Set at 40mph it navigated the winding road often dropping to 30mph for some of the corners, it was not until we approached the new roundabout (finished last year) connecting the A702 to Mauricewood Road that we realised the trucks software hadn’t identified the roundabout, which meant the driver had to take control.
Conversely, with the roundabout on the descent into West Linton, PPC picked it up early. The truck decelerated from 40mph on the approach to tackle the offset island at 12mph. It was impressive to say the least.
In Biggar the driver took full control of the truck and again in Coulter for the two tight corners left and then right over the bridge that spans the Culter Water.
Where PPC really delivers added value is on a road like the A702. The driver, Western Commercials sales executive Calum Aitken, had not driven down this route before. Allowing PPC to control acceleration and deceleration and read the road ahead meant he steered and only intervened when things beyond PPCs remit occurred, like oncoming traffic, red lights, vulnerable road users and newly installed roundabouts!
The route was travelled quicker because he wasn’t constantly checking the vehicle progress in unfamiliar situations. It also made good use of Ecoroll, which will have saved on fuel use.
All of that would not have been possible by merely using cruise control through that section. The only caveat to all that is it takes on corners which are slight but can be obscured by a hedgerow, tree or a building, which is effectively blind cornering.
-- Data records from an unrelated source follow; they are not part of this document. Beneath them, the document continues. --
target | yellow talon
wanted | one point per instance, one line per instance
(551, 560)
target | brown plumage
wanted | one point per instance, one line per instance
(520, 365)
Access to the flat floor cabin is via four steps. Inside, the bunk is pinned to the back wall to allow access to the storage facilities but also maximise the space for the seats. On the dash are two, 10 inch interlinked screens, replacing the conventional dashboard. The central area of the display can be configured to suit individual requirements. Gigaspace is spacious, modern and flexible.
In terms of technology there is a clear light between Mercedes-Benz and the rest of the field. It is, along with Tesla Autopilot and Cadillac (General Motors) Super Cruise, the only vehicles that qualify to level two Partial Automation.
As it stands, hauliers can make good use of level one. PPC removed the stop and go nature a driver has from taking a new, unfamiliar route, and it will deliver a consistent performance even if the driver is experienced with the route.
Trust is critical here. Trust that the truck can deliver consistency! The driver does have the final say to override the system if the situation warrants it, but otherwise you should sit back and enjoy the ride.